Schieneninfrastruktur

Schleswig-Holstein will als Bahn-Land Anschluss halten

Die Bahnstrecken Lübeck-Hamburg und Kiel-Hamburg sind schon jetzt mehr als ausgelastet und sanierungsbedürftig. Spätestens mit der Fertigstellung des Fehmarnbelt-Tunnels 2029 droht die Überlastung. Bund und Deutsche Bahn investieren in das Schienennetz, die geplanten monatelangen Vollsperrungen der Hauptverbindungen könnten aber die Unternehmen hart treffen. Auf der ersten Bahnkonferenz Schleswig-Holstein in Lübeck suchten Wirtschaft, Politik, Verwaltung und Deutsche Bahn Alternativen und Perspektiven für das Bahn-Land Schleswig-Holstein. Rund 100 Vertreter von Unternehmen, Politik und Verwaltung waren der Einladung von IHK Schleswig-Holstein, Gesamtverband Schleswig-Holsteinischer Häfen e.V. (GvSH) und Logistik-Initiative Schleswig-Holstein gefolgt. Hagen Goldbeck, Präsident der Landesarbeitsgemeinschaft IHK Schleswig-Holstein, wertete das große Interesse als Erfolg.

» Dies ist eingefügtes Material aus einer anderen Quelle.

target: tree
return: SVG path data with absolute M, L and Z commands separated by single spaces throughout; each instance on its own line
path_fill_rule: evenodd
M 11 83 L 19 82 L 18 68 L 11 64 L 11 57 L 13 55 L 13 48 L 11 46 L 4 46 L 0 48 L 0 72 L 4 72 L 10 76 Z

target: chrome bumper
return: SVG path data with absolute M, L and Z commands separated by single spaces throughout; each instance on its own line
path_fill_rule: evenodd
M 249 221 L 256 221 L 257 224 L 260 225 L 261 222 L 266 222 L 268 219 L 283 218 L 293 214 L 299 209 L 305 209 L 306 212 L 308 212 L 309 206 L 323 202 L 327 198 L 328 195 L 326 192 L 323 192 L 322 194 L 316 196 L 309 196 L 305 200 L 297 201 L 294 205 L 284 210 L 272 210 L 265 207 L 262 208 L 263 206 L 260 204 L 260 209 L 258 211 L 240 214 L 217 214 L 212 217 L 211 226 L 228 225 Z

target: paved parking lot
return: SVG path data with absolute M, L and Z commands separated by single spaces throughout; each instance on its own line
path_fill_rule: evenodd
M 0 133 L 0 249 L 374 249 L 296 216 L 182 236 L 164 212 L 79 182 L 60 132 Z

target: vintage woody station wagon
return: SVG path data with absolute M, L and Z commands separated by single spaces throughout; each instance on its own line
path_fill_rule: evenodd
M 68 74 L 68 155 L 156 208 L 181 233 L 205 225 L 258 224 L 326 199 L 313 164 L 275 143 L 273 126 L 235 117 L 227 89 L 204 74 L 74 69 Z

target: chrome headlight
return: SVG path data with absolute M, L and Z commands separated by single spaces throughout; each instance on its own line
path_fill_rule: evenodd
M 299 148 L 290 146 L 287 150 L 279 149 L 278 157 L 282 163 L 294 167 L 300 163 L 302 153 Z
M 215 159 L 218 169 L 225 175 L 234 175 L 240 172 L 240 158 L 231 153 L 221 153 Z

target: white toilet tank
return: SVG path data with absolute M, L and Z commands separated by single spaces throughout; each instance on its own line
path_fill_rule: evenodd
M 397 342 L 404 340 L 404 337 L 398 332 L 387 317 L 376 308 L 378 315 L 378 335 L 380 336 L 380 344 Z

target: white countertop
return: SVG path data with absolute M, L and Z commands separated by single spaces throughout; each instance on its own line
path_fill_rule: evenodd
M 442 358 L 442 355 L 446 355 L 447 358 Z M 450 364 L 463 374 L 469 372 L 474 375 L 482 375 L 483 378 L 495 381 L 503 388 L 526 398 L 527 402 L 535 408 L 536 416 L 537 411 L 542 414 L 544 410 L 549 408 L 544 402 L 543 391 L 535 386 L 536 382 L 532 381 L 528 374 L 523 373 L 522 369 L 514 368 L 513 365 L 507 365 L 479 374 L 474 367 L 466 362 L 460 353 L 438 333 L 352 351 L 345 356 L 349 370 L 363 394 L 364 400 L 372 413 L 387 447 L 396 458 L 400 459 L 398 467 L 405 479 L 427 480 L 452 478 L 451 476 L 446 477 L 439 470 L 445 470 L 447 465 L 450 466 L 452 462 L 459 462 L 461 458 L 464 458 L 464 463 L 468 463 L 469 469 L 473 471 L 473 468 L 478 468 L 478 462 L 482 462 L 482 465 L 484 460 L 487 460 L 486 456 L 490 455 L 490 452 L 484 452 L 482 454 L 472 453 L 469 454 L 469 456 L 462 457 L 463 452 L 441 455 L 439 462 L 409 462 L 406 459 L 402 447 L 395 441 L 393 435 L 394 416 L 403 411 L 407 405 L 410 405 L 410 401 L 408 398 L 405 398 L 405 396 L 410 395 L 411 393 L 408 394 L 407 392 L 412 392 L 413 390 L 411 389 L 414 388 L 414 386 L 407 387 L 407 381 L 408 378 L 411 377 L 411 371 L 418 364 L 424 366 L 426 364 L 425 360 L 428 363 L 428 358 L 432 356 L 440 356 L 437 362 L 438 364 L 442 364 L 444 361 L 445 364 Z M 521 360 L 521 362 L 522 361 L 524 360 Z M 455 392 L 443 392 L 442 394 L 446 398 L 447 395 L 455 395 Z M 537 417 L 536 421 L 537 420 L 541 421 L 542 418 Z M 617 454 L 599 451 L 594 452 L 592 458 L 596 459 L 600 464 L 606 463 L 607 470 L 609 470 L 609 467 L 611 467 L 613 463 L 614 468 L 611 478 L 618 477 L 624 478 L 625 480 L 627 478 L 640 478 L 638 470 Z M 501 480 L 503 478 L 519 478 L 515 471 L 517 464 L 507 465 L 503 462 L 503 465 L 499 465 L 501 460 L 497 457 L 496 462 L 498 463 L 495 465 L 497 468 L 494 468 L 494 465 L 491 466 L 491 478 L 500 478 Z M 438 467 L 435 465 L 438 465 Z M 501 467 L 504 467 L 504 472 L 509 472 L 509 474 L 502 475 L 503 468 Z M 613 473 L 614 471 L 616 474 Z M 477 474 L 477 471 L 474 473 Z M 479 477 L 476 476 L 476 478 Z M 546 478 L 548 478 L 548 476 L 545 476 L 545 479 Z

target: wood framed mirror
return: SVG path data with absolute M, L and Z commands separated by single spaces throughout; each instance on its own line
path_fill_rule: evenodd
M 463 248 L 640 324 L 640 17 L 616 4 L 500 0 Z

"Wenn wir nicht handeln, sind die Häfen vom Schienenverkehr abgeschnitten und droht uns der Stillstand“, sagte Goldbeck mit Blick auf die geplanten Vollsperrungen. Bei allem Verständnis für die notwendigen Sanierungen und Ausbauarbeiten, fragen nicht nur die Häfen, ob so viele Vollsperrungen nötig sind? "Hinzu kommt, dass es auch einige Sperrungen schon im Vorfeld der Großprojekte geben muss, um Umleitungswege zu ertüchtigen. Jetzt scheint es sich zu rächen, dass kaum Umleitungsstrecken zum Beispiel durch Reaktivierungen von stillgelegten Strecken und Bypässe vorhanden sind.“ Der Präsident forderte daher, jetzt mit der Suche nach Alternativen zu beginnen, damit die Häfen weiterarbeiten können.
Deren Rolle habe sich in den vergangenen Jahren deutlich verändert. "Die Systemrelevanz der Häfen zeigt sich heute mehr denn je – über den Güterumschlag hinaus tragen sie zur Versorgungssicherheit mit Waren und Energie bei“, sagte GvSH-Vorstandsvorsitzender Frank Schnabel. Damit die Häfen funktionieren, bedürfe es leistungsfähiger Bahnanbindungen. Schnabel appellierte daher an Politik und Deutsche Bahn, die Bedeutung der Häfen für das ganze Land zu erkennen. Auch Professor Dr. Sebastian Jürgens, Geschäftsführer der Lübecker Hafen-Gesellschaft mbH (LHG) und Vizepräsident des Zentralverbands der Seehäfen, betonte die Dimension Schleswig-Holsteins aus europäischer Sicht: Das nördlichste Bundesland liege zentral zwischen Mitteleuropa und Skandinavien und erfülle wichtige Aufgaben für den Güterverkehr. Er forderte Investitionen in das Schienennetz, denn dieses sei zurzeit das schlechteste in den deutschen Bundesländern.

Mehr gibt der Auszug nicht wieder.